61855.fb2
В мае 1991 года проходили Сахаровские чтения. На них присутствовал Горбачев. Вечером он позвонит своему верному помощнику Черняеву, который и уговорил его пойти на мероприятие: «Если б не рядом в ложе Соареш, встал бы и ушел. Эта Боннэр… все мне навесила: Сумгаит, Баку, Карабах, Литву, кровь, диктатуру, «в плену у правых», у номенклатуры… И подумать только: вошел в ложу глава государства, никто головы не повернул, вечером едва мельком по ТВ показали… Вслед за Боннэр Орлов «понес» всю мою политику. Возносят хвалы морали, нравственности, апеллируют к облику Сахарова и тут же изрыгают ненависть, злобу, провоцируют месть… Как с этими людьми вести дела? Кто, по их мнению, освободил Сахарова?»
Очень был огорчен Михаил Сергеевич.
Но кто же действительно освободил Сахарова? У меня большое подозрение, что освободил он себя сам. Страна начинала жить по его принципам, а эти принципы несовместимы с подавлением личности за политические убеждения. Горбачев не мог не освободить Сахарова.
Боннэр: «Я устала от клеветы, от травли, от милицейских постов, постоянной слежки — беззаконности всего, что с нами происходит».
Ссылка длилась семь лет. Не тюрьма, не лагерь. Не Сибирь. Вполне комфортная по тем временам квартира. Но как же тяжело быть ссыльным. Тяжело без общения. Нервирует постоянный прицел видеокамеры. Невозможно просто разговаривать, когда знаешь, что каждое твое слово записывается на пленку. Невыносимо терпеть наглые, хамские выпады людей из органов. Бесчеловечное обращение в больнице. Невозможно читать публикации в советской печати, сочащиеся ложью и злобой.
Невыносимо морально, тяжело физически. Вот строки из письма Елены Георгиевны Андрею Дмитриевичу: «Я устала от клеветы, от травли, от милицейских постов, постоянной слежки — беззаконности всего, что с нами происходит.
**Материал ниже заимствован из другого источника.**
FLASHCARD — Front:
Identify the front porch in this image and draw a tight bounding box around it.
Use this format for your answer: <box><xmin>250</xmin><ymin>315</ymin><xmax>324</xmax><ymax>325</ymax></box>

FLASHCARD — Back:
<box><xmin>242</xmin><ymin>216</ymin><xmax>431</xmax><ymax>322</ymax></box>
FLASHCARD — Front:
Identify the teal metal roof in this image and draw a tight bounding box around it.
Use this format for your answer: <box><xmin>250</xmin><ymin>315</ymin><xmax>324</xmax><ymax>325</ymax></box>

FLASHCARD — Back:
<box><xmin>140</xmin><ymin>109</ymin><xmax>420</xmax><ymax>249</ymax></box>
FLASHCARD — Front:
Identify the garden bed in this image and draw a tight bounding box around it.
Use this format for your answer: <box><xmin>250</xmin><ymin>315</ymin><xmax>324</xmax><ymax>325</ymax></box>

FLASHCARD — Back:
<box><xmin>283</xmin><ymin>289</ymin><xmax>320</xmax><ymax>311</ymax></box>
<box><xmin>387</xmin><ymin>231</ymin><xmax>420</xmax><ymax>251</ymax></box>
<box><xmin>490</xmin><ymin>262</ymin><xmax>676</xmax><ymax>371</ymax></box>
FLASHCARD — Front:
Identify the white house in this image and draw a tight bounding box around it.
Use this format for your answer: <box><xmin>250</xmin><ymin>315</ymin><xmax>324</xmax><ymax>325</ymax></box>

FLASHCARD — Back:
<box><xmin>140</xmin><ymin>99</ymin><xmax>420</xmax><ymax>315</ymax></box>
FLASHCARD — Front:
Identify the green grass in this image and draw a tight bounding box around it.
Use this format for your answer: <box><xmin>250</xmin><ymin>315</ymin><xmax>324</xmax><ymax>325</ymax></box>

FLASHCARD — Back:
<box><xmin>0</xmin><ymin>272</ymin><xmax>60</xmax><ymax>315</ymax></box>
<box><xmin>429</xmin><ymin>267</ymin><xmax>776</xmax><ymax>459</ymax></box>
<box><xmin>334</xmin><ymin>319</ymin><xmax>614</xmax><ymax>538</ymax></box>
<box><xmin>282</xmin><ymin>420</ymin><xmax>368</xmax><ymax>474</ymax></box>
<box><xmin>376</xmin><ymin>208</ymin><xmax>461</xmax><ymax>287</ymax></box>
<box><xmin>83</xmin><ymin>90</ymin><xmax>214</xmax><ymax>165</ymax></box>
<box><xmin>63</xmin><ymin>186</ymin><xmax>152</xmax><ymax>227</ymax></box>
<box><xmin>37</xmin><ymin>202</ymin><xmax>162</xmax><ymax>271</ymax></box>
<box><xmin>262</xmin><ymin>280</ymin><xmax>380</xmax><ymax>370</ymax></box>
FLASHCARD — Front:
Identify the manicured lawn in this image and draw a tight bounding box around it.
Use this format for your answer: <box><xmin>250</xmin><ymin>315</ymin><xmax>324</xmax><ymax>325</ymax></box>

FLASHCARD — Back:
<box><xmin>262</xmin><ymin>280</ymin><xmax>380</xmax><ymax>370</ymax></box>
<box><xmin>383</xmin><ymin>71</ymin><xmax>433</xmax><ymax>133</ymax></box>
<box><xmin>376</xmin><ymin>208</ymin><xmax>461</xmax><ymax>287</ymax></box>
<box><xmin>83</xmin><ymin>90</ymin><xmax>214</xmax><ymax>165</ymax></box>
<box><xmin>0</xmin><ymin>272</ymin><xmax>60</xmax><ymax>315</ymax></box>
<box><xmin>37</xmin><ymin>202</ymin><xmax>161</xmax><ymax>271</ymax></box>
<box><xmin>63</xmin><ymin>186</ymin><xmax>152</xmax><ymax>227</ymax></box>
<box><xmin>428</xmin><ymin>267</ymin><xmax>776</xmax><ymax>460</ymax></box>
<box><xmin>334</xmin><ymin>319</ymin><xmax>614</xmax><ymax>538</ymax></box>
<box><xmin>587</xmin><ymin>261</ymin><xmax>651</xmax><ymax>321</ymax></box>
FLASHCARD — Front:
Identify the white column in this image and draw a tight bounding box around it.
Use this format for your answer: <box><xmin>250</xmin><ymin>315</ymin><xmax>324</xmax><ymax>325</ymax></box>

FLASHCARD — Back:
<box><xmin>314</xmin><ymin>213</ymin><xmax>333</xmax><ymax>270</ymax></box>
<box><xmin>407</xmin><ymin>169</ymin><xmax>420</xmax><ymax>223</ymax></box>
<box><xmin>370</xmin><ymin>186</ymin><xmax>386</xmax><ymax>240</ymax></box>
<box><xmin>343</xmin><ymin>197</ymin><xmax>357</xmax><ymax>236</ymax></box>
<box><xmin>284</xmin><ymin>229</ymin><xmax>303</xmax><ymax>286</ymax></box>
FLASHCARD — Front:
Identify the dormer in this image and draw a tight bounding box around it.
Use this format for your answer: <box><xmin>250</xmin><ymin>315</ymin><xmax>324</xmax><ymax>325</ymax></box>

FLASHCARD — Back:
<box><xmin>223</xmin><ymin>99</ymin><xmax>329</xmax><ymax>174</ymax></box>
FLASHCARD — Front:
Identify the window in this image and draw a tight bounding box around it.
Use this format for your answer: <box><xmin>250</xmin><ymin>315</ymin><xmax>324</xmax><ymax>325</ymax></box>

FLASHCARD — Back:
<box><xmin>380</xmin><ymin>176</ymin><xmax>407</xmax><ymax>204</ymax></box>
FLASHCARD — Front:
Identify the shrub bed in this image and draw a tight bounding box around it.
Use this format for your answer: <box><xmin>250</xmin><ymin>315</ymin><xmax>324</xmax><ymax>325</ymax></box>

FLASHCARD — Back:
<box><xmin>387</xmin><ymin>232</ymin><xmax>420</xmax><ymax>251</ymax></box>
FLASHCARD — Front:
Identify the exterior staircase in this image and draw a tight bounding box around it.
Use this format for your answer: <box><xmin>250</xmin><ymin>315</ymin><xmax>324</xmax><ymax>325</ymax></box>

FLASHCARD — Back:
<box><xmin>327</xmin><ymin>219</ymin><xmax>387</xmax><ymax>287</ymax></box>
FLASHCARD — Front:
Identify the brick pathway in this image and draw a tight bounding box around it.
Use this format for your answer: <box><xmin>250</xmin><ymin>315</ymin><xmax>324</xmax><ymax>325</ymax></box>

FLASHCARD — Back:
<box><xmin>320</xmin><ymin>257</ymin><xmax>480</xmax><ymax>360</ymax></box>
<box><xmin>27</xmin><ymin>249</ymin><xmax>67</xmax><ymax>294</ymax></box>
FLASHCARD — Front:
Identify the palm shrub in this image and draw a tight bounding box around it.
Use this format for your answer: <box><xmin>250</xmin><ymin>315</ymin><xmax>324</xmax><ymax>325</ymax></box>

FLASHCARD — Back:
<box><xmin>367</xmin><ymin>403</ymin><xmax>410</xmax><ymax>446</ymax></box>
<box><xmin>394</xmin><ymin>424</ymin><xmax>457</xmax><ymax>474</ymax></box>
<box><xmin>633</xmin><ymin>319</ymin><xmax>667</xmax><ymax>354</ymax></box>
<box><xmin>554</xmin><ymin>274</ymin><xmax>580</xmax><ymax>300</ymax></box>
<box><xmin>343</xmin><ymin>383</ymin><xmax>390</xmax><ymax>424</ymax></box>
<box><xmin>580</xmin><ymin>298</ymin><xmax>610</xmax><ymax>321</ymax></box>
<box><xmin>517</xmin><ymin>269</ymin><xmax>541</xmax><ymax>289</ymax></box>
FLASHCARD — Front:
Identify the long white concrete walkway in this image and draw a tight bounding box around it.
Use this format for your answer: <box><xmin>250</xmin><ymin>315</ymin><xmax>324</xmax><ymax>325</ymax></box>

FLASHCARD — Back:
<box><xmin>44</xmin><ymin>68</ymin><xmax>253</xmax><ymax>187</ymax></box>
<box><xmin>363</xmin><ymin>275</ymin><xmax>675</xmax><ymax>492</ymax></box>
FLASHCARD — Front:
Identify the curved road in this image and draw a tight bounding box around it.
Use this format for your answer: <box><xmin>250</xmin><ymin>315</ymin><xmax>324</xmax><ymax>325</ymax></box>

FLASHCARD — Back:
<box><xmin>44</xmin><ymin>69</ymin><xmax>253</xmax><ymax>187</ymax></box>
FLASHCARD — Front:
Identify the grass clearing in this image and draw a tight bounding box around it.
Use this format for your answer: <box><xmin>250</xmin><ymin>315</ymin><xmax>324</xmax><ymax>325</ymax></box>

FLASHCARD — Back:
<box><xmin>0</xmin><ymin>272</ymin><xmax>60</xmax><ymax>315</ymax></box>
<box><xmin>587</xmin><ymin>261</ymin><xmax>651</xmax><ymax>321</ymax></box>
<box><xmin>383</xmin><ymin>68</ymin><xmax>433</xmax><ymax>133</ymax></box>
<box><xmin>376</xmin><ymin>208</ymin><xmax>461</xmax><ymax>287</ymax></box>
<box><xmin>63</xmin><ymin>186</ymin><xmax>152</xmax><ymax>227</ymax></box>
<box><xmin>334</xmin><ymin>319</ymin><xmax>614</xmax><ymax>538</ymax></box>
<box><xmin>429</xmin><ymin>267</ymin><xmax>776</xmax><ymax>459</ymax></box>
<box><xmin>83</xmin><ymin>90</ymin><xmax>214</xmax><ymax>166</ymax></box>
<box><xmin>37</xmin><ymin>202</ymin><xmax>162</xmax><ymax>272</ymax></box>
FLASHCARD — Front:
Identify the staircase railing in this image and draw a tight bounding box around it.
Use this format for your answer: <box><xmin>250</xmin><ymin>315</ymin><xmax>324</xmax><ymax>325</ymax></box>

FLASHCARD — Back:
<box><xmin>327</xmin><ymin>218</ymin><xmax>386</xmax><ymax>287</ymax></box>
Я устала от бездомности, от ощущения ненависти твоих детей, от неверия им и ожидания, что кто-нибудь из них тебя предаст. Я мучаюсь от того, что мы ничем не можем помочь друзьям; сомневаюсь, не бесплодны ли страдания тех, кто сейчас в Мордовии, Перми, Казахстане… Я устала от разлуки с мамой и детьми, от того, что все беды, все границы мира и борьбы за мир — идут прямо через меня, через мое сердце…»
Тяжело это читать. А испытать? А пережить? Был момент, когда Андрей Дмитриевич, сильный человек, склонялся к тому, что всякое сопротивление КГБ бессмысленно, как бессмысленно сопротивление природной стихии.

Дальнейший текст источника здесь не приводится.